Search code examples
javaregextokenize

Check schema of a record in java


I have a text file. Each line in the file represents a record having 'n' number of columns delimited by a | (pipe) character. The column-values are of type int, string, date, timestamp, etc. Empty string and spaces are also possible as column values.

I am validating only the count of the column-values and validation of data type is not required.

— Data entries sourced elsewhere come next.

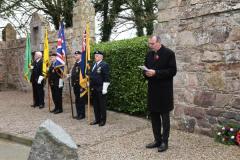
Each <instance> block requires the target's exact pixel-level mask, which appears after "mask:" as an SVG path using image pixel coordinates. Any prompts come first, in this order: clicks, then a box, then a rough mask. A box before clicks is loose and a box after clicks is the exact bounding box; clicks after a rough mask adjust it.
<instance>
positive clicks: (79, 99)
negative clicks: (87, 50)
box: [71, 51, 85, 120]
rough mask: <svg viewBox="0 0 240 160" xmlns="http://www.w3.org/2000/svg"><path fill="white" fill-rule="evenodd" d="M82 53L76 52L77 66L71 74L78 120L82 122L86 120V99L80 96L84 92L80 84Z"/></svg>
mask: <svg viewBox="0 0 240 160" xmlns="http://www.w3.org/2000/svg"><path fill="white" fill-rule="evenodd" d="M81 54H82V53H81V52H80V51H76V52H75V53H74V57H75V60H76V62H75V64H74V66H73V68H72V72H71V83H72V87H73V91H74V95H75V105H76V110H77V117H76V119H78V120H81V119H84V118H85V97H80V94H81V93H82V92H83V89H82V88H81V87H80V84H79V79H80V77H79V75H80V69H81V63H80V62H81Z"/></svg>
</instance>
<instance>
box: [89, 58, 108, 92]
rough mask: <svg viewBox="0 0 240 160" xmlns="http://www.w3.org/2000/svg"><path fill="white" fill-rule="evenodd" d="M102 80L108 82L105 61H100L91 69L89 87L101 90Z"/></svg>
mask: <svg viewBox="0 0 240 160" xmlns="http://www.w3.org/2000/svg"><path fill="white" fill-rule="evenodd" d="M94 65H95V64H94ZM94 65H93V66H94ZM103 82H109V66H108V64H107V63H106V62H104V61H101V62H100V63H99V64H98V65H97V66H96V67H95V68H94V69H93V70H92V69H91V73H90V87H91V88H93V89H96V90H98V91H101V90H102V88H103Z"/></svg>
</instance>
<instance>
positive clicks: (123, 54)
mask: <svg viewBox="0 0 240 160" xmlns="http://www.w3.org/2000/svg"><path fill="white" fill-rule="evenodd" d="M92 50H100V51H103V52H104V60H105V61H106V62H107V63H108V64H109V66H110V81H111V84H110V86H109V93H108V105H107V107H108V109H111V110H115V111H120V112H124V113H129V114H133V115H145V114H146V100H147V91H146V90H147V82H146V81H145V79H144V77H143V75H142V71H141V70H140V69H139V68H138V66H139V65H143V62H144V57H145V54H146V52H147V37H138V38H134V39H129V40H121V41H113V42H107V43H100V44H96V45H94V46H93V47H92Z"/></svg>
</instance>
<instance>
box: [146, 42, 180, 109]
mask: <svg viewBox="0 0 240 160" xmlns="http://www.w3.org/2000/svg"><path fill="white" fill-rule="evenodd" d="M145 66H146V67H147V68H149V69H154V70H156V75H155V76H154V77H150V78H149V77H146V76H145V78H146V79H147V80H148V102H147V104H148V108H149V111H150V112H160V113H167V112H170V111H171V110H173V108H174V103H173V77H174V76H175V75H176V73H177V67H176V60H175V53H174V52H173V51H172V50H170V49H168V48H166V47H164V46H163V45H162V47H161V48H160V50H158V52H157V53H155V52H153V51H150V52H148V53H147V55H146V58H145Z"/></svg>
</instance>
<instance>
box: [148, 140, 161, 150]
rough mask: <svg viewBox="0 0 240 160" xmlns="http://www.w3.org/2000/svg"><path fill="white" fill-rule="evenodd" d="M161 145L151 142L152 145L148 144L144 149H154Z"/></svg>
mask: <svg viewBox="0 0 240 160" xmlns="http://www.w3.org/2000/svg"><path fill="white" fill-rule="evenodd" d="M160 145H161V143H160V142H152V143H149V144H147V145H146V148H150V149H151V148H156V147H159V146H160Z"/></svg>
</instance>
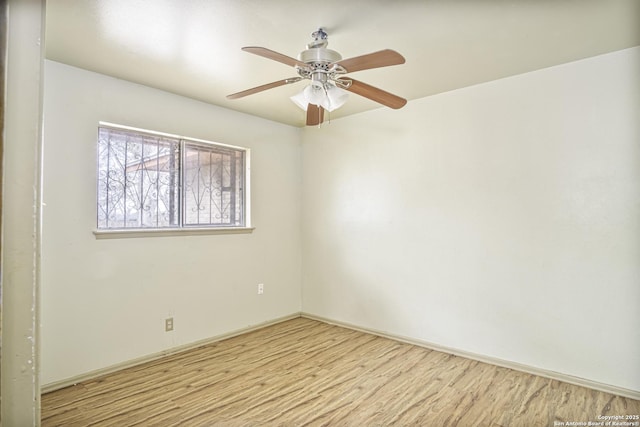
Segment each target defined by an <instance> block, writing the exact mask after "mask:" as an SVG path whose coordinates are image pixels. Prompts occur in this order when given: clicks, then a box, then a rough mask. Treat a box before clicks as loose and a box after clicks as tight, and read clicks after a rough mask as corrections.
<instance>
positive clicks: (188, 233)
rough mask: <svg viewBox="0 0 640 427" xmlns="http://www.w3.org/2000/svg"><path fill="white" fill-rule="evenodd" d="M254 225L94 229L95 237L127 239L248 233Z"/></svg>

Sample valid records of 5 columns each:

1234|xyz|abc|2016-04-08 11:12:40|234
1235|efgh|abc|2016-04-09 11:25:40|
1236|efghij| ||

Validation code:

boolean valid = true;
String line = buffReader.readLine();
String[] tokens = null;
while (line != null){
    tokens = line.split("\\|");
    if ((tokens.length==4 || tokens.length==5) && countPipes(line)==4){

    } else {
        valid = false;
        break;
    }
    line = buffReader.readLine();
}

private int countPipes(String line){
    int count = 0;
    count = line.length() - line.replace("|", "").length();
    return count;
}

I feel that the code can be better. Can someone let know how i can improve this code?


Solution

  • Well, you can simply check that there are four pipes in the line. If there are exactly four pipes, then there are five columns, which may be empty (which you allow).

    while (line != null) {
        if ( countPipes(line) != 4 ) {
            valid = false;
            break;
        }
        line = buffReader.readLine();
    }
    

    Now you don't need to split the line at all.

    A note about splitting, though. If you use the split with two parameters, and use a negative number, the split will contain entries for the empty elements as well. Here is a demonstration:

    public class Test {
    
        public static void main(String[] args) throws IOException {
            String line = "A|B|||";
    
            String[] zeroSplit = line.split("\\|");
            String[] negativeSplit = line.split("\\|",-1);
    
            System.out.println( "When split without parameter: " + zeroSplit.length );
            System.out.println( "When split with negative parameter: " + negativeSplit.length );
        }
    }
    

    The output here is:

    When split without parameter: 2
    When split with negative parameter: 5

    So in this case, you can check that your split is exactly of length 5, and get the same result.

    while (line != null) {
        if ( line.split("\\|",-1).length != 5 ) {
            valid = false;
            break;
        }
        line = buffReader.readLine();
    }